Does eye contact cause audience fear?
In order to be successful in speaking in front of an audience and persuading an audience, you need to understand how different it is from a dialogue, and in what ways it is different. The basis of the difference is the one-sidedness of speech in relation to dialogue, a difference that in my experience is the main reason for the fear of an audience and the inability to convince many: when we hold a dialogue, we constantly receive feedback that helps us understand what our interlocutors are thinking, and allows us to steer the conversation. This feedback can be verbal - "I agree" or "I think differently" or "I didn't understand, can you explain again". The feedback can also be non-verbal - a nod, a yawn, a raised eyebrow or an admiring smile.
Be that as it may, this feedback - which is present in a dialogue but is missing in a speech in front of an audience - gives us a precise orientation of the state of the conversation, and allows us to steer it in the necessary direction. It's such a natural and automatic process that we don't think about it at all, until we have to speak in front of an audience.
When we stand in front of an audience, we naturally try to get an understanding of what they think and feel, and for that we make eye contact with different people in the audience, and here comes a problem: there are a lot of them.

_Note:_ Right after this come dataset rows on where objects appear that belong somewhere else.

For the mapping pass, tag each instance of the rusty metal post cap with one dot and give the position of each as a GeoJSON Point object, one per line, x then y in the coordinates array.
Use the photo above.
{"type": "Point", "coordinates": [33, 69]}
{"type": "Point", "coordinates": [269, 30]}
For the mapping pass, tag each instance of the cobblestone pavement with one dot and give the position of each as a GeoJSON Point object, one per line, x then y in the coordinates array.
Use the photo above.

You can't really make personal eye contact with more than a handful of people. And so, when we look at an audience of ten, a hundred or a thousand people, it turns out that each of them transmits something different - one looks with a smile, another with disdain, a third even checks the time and the fourth chats with the fifth. In such a situation the right thing to do is to simply ask for the audience's attention and start, but for many people the result even before that is anxiety that comes from a lack of control that comes from disorientation, that comes from an excess of messages that are mostly inconsistent.

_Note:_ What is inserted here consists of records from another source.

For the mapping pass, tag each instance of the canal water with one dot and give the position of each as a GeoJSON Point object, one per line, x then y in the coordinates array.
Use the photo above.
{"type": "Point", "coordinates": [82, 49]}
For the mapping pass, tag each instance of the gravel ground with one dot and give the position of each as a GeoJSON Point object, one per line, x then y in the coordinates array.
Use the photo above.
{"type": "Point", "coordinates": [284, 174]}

A long-term solution - read the audience as a group and not as a collection of individuals
The winning solution, used by experienced speakers, is to replace the detailed feedback from each individual participant with a situation where we scan the entire room, build a picture of the 'general mood' and act on it. it requires Practice in front of an audience And it is very difficult to do, but with proper practice it becomes natural.<
Here it is important to learn to recognize the body language of an audience and to understand what it means that the audience leans forward (interest) or back (fatigue and lack of interest), when the level of 'buzz' of conversations within the audience increases or decreases, etc. Then it is important to know how to use style and rhetorical techniques to stimulate the audience's attention and to arouse or calm them.
Medium-term solution - to avoid emotional dependence on the audience
In the medium term, the best way to avoid audience anxiety resulting from a lack of feedback is not to avoid need emotional in feedback In other words, not to feel the need to get approval from the audience that understood and agrees, but to build self-confidence in our preparation and our ability combined with an understanding that there is no point in hoping for approval from each individual participant. The solution proposed here is actually to lower expectations from the audience, and avoid relying on feedback from them. This technique (like the short-term technique) slightly hurts the effectiveness and persuasion towards the audience, but it reduces anxiety and therefore its overall effect on persuasiveness is positive.

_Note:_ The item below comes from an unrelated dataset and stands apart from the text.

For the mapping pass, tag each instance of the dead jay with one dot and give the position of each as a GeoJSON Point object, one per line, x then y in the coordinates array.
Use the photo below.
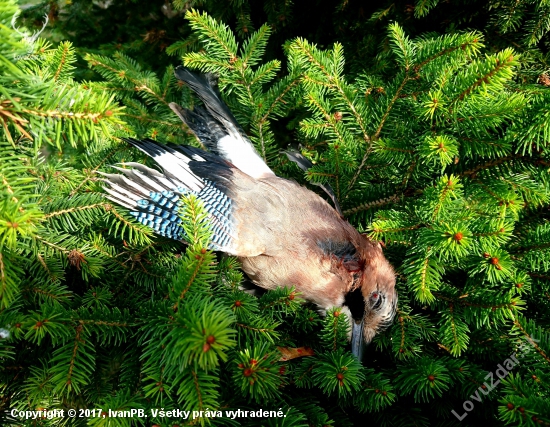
{"type": "Point", "coordinates": [282, 233]}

The short-term solution is to avoid eye contact and stick to the heads of the chapters
The short-term solution for those who suffer from anxiety is to work with chapter leaders and stick to them without paying attention to the audience's reaction. This recommendation is of course the opposite of what is usually recommended in rhetoric books - where they always recommend looking at the audience "and if you are afraid of them, imagine them all in their underwear".
In the reality outside of the books, there are many who get anxious precisely because of the need to look at the entire audience and the inability to make a personal connection and receive supportive feedback from each and every one of the audience. For these, the short-term solution is to stick to the chapters, gain skill and confidence in speaking in front of an audience. And only then, gradually, raise your eyes from time to time and get a picture of the whole room.
And about the method of 'imagining them in their underwear'? In the ten years that I have been teaching rhetoric, I have encountered many people who have told me that this method was recommended to them. Not even one of them reported that she helped him. It only distracts the speaker, and confuses him. I personally would not want to be a student who sits in class while the lecturer tries to imagine her in underwear.